Gastralia are rare but aren’t exclusive to the T. rex. They’re also found in other dinosaurs, crocodiles and the tuatara, a small reptile native to New Zealand. It’s also thought that the underside of turtle shells developed from expanded gastralia.

Research from the past two decades has uncovered what the gastralia are for and where they should go. Scientists believe they helped the T. rex breathe. They were added to Sue’s skeleton in 2018 before the new suite opened.

Other changes included lowering the arms, installing the wishbone and shifting the posture.

Lifespan

Scientists have determined that Sue lived to the upper end of the life expectancy of a T. rex, which was about 28 years. Like trees, dinosaur bones have growth rings. After examining the rings, scientists determined Sue had an adolescent growth spurt — gaining as much as 4.5 pounds per day — and reached full size at age 19.

Tyrannosaurus rex species

The T. rex was one of the largest land predators ever. The name Tyrannosaurus rex means “king of the tyrant lizards.”

The T. rex is in a family of large predatory dinosaurs with small arms and two-fingered hands. T. rex fossils have been found in western North America from Alberta, Canada, to Texas.

A 2012 study determined that the T. rex had the strongest bite of any land animal that ever lived. The dinosaur’s bite could exert up to 12,814 pounds of force, which is roughly equivalent to the force of a medium-size elephant sitting down.

The T. rex had a 5-foot-long skull and a mouth full of serrated teeth. The largest tooth of any carnivorous dinosaur ever found was 12 inches long. The T. rex’s teeth were wide and somewhat dull.

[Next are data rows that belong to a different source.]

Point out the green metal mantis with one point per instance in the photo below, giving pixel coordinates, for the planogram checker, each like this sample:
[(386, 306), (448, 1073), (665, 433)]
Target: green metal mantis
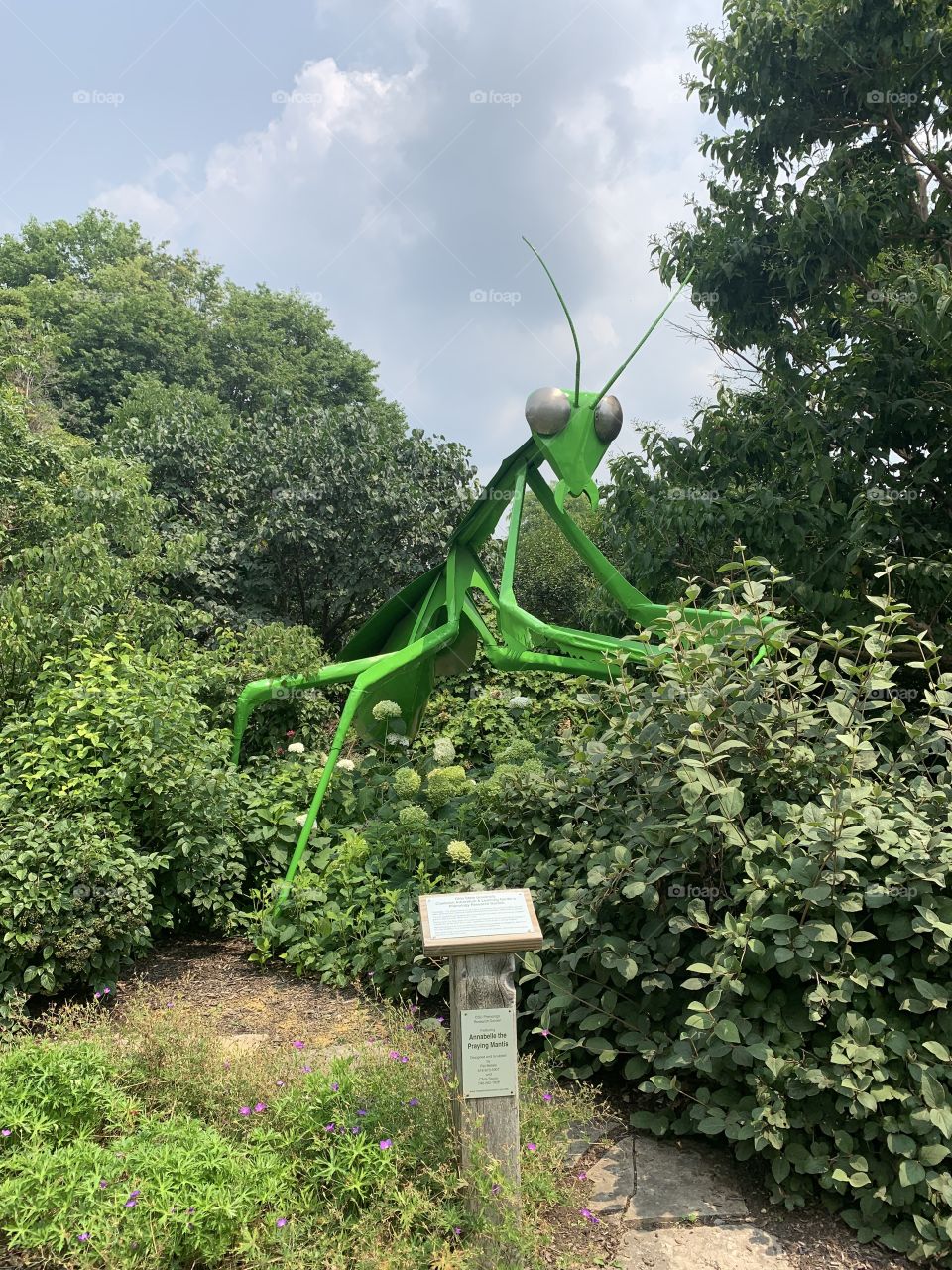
[(431, 627)]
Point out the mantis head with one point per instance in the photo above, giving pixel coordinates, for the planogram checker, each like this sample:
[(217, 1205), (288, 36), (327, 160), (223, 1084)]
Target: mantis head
[(574, 436), (572, 429)]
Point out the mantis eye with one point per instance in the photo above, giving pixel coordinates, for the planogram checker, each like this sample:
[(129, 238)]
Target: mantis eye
[(608, 420), (547, 411)]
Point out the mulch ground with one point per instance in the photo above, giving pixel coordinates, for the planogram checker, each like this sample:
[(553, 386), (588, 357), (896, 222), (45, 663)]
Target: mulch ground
[(273, 1002), (246, 998)]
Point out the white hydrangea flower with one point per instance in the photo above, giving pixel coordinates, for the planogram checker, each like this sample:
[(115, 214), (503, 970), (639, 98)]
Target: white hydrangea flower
[(460, 852)]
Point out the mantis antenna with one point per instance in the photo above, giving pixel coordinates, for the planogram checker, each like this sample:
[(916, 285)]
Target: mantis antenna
[(643, 338), (571, 324)]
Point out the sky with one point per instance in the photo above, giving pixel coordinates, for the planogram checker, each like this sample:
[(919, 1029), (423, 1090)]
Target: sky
[(386, 159)]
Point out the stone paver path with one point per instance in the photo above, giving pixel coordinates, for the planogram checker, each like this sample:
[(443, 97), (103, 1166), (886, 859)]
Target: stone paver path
[(675, 1209)]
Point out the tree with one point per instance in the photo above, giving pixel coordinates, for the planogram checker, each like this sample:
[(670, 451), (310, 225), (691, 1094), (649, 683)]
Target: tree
[(311, 518), (821, 257)]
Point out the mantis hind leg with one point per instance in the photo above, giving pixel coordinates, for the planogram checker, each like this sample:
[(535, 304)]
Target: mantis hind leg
[(388, 672)]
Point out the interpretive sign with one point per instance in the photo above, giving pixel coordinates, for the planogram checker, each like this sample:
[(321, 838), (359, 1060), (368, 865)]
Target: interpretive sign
[(488, 1044), (481, 931), (479, 921)]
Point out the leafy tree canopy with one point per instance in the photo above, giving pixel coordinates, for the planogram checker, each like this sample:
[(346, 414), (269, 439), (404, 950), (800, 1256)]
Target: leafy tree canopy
[(821, 257)]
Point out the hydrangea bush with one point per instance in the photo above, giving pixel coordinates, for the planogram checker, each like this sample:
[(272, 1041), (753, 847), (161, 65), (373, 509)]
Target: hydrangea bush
[(744, 876)]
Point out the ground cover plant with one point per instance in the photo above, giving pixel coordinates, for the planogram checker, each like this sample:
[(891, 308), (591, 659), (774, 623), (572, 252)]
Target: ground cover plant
[(148, 1143)]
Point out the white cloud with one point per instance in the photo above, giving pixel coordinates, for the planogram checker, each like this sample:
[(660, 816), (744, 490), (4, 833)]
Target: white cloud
[(376, 182)]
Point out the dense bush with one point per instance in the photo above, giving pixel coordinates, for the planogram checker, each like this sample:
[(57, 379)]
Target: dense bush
[(743, 873)]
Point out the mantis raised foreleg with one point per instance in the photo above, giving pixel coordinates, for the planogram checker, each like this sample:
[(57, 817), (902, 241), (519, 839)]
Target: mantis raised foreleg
[(433, 625)]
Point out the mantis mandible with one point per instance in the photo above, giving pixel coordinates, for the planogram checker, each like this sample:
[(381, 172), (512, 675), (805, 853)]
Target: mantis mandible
[(431, 627)]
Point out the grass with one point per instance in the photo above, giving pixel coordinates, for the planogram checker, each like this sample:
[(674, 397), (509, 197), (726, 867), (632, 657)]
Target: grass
[(144, 1143)]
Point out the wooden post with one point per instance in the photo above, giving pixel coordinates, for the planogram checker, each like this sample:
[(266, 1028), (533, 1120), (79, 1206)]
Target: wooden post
[(479, 931), (484, 983)]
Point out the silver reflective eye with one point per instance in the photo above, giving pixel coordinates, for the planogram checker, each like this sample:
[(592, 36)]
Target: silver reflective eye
[(547, 411), (608, 420)]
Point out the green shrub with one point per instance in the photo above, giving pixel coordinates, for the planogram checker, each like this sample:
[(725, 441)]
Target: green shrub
[(744, 876), (75, 897)]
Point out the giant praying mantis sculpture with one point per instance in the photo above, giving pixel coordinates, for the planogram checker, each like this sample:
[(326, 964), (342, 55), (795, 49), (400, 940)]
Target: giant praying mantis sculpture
[(430, 629)]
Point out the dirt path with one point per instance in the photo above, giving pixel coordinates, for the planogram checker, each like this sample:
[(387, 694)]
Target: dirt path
[(248, 1001)]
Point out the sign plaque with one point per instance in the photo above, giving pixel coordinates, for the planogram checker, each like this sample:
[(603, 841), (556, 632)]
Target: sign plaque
[(479, 921), (488, 1046)]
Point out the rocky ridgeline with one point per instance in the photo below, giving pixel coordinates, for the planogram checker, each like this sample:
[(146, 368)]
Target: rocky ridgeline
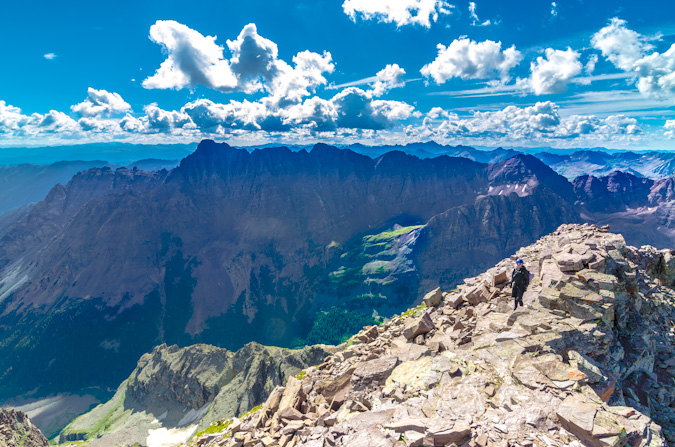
[(183, 390), (17, 430), (586, 362)]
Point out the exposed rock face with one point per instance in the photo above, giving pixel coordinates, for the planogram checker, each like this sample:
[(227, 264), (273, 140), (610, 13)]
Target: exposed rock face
[(185, 389), (600, 163), (587, 362), (231, 247), (617, 191), (16, 430)]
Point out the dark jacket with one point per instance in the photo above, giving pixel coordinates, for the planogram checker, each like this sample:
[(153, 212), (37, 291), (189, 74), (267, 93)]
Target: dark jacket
[(520, 278)]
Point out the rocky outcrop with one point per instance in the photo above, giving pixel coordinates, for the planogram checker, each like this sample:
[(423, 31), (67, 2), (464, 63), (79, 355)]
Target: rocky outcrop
[(182, 390), (586, 362), (16, 430)]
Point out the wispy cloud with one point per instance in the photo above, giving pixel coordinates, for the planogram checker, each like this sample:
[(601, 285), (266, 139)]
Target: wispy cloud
[(625, 102)]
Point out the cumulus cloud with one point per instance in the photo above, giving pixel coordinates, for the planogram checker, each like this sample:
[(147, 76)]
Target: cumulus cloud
[(540, 122), (400, 12), (14, 123), (554, 9), (620, 45), (552, 74), (475, 21), (194, 59), (670, 128), (101, 103), (388, 78), (467, 59), (352, 108), (628, 50), (656, 74)]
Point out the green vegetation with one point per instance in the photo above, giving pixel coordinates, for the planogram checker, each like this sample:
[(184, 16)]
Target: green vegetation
[(114, 411), (251, 411), (335, 327), (413, 311), (215, 427), (389, 235)]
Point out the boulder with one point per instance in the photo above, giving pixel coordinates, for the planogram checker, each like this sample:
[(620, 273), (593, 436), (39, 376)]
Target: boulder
[(458, 433), (433, 298), (577, 416), (499, 277), (477, 294), (453, 300), (373, 371), (569, 262), (421, 325), (335, 389)]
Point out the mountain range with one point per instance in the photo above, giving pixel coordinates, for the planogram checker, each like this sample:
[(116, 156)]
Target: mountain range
[(278, 246)]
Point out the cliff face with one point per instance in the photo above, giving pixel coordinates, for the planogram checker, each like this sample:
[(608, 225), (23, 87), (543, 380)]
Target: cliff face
[(16, 430), (176, 391), (587, 361)]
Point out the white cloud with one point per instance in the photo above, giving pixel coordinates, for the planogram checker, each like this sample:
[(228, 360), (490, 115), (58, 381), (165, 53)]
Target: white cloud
[(194, 59), (670, 128), (352, 108), (541, 122), (590, 65), (552, 74), (627, 50), (656, 74), (101, 103), (400, 12), (620, 45), (554, 9), (14, 123), (467, 59), (475, 21), (11, 118), (388, 78)]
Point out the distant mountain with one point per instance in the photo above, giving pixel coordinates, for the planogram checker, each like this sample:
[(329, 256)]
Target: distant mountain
[(26, 183), (235, 246), (275, 246), (600, 163), (153, 164), (114, 153)]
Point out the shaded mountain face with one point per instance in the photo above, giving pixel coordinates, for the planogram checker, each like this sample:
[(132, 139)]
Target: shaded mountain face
[(641, 208), (232, 247), (588, 362), (26, 183), (600, 163)]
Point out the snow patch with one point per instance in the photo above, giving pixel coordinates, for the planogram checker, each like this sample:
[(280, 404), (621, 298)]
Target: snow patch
[(171, 437)]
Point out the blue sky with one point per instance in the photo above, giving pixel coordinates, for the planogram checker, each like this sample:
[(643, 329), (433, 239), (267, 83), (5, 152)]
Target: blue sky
[(486, 73)]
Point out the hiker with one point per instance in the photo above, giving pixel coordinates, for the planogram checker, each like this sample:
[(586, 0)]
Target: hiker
[(520, 279)]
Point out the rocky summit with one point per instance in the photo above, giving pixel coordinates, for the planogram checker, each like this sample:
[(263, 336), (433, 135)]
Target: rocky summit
[(174, 392), (17, 430), (587, 362)]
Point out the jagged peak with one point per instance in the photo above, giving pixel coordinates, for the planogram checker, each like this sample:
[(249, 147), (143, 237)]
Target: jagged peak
[(464, 368)]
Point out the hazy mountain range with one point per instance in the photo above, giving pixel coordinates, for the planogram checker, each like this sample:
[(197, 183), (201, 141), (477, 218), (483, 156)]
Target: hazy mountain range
[(235, 245)]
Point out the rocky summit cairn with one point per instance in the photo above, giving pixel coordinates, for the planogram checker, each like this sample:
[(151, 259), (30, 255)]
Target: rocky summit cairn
[(587, 362), (17, 430)]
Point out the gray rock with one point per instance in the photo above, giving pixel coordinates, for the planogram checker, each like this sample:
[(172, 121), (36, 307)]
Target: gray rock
[(433, 298), (373, 371), (421, 325)]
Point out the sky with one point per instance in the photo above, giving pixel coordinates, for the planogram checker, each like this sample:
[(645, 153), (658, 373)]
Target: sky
[(562, 74)]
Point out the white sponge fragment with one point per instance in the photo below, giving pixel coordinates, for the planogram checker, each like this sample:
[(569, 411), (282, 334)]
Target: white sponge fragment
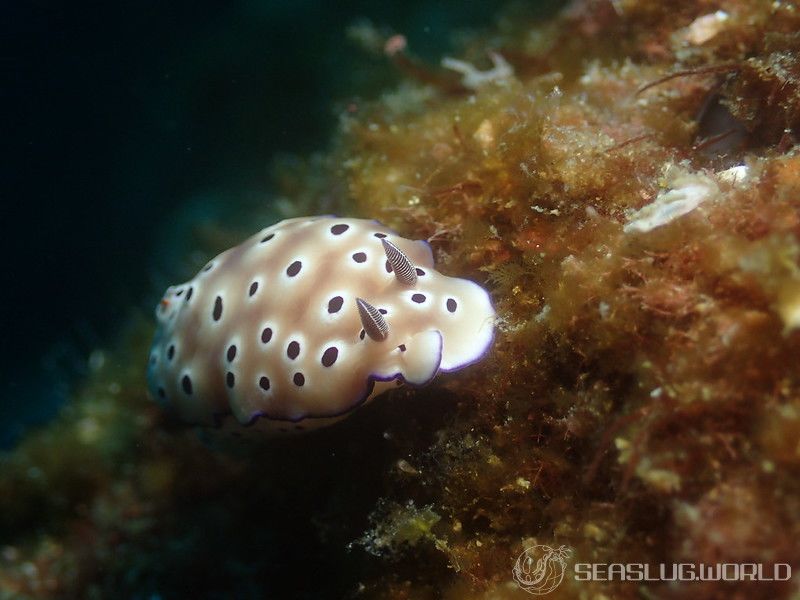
[(687, 191)]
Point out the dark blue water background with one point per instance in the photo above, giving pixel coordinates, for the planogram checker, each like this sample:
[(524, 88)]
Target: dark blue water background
[(120, 115)]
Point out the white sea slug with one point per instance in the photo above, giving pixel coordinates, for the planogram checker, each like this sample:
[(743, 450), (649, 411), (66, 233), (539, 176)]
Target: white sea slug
[(309, 319)]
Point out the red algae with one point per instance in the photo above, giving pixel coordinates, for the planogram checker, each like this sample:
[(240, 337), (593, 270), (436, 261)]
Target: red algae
[(629, 196)]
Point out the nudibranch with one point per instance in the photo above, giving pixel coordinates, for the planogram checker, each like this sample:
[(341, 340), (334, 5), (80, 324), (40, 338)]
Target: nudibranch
[(309, 319)]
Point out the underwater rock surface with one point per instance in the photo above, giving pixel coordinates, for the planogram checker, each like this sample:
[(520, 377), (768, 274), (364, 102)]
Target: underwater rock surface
[(627, 190)]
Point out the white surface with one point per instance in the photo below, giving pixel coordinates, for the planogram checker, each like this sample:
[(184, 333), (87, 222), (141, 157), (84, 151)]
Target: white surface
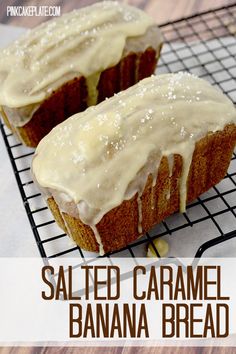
[(16, 238)]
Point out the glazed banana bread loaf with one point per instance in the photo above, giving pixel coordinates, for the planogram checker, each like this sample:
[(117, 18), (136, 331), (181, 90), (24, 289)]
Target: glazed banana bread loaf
[(112, 172), (66, 64)]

These large carnivores primarily ate herbivorous dinosaurs. They scavenged and hunted and ate hundreds of pounds at a time.

Fossils vs. casts

Sue is the most complete T. rex fossil ever found, with 250 bones out of the approximately 380 bones in a T. rex. By bone volume, the skeleton is 90% complete.

For a fossil to form, sediment has to first cover an animal’s body. The soft tissues rot away and leave behind the hard tissue — teeth and bones. Over time, the sediment hardens into rock encasing the bones. Minerals from the surrounding groundwater and sediment gradually replace some of the bones’ original minerals. A fossil can also be a preserved imprint, like a footprint or a leaf.

Casts are sometimes displayed instead of real fossil skeletons. They are made from molds of fossil bones. If there is a missing bone in a skeleton, that shape can be carved like a sculpture. This is based on existing bones or on references of bones from similar individuals.

Sue’s mounted skeleton at the Field Museum is made up of fossilized bones, except for the skull, which is a cast. Sue’s real skull is displayed in a freestanding case for easy access to scientists. The skull alone weighs 600 pounds.

The museum also stores an unassembled cast of Sue’s skeleton for further study. Other copies of the dinosaur’s skeleton were assembled and sent to museums and science centers around the world.

Significance

Sue is one of the most famous fossils in the world. About 50 T. rex skeletons have been unearthed since the species was identified in 1905, but only a quarter of them are considered nearly complete, meaning more than half the dinosaur’s bones were retrieved. Sue’s skeleton is rare and valuable to science because it is the largest and most complete.

Because Sue’s bones were so well-preserved, they have taught scientists many things about the life of a T. rex, including growth, age, intellect, diet, diseases, injuries and how they moved.

Because the species had olfactory bulbs bigger than the cerebrum (the thinking part of the brain), scientists determined that the T. rex had an incredible sense of smell.

Sue was also the first T. rex skeleton to be discovered with a wishbone, which provided support for scientists’ theory that birds are a type of living dinosaur.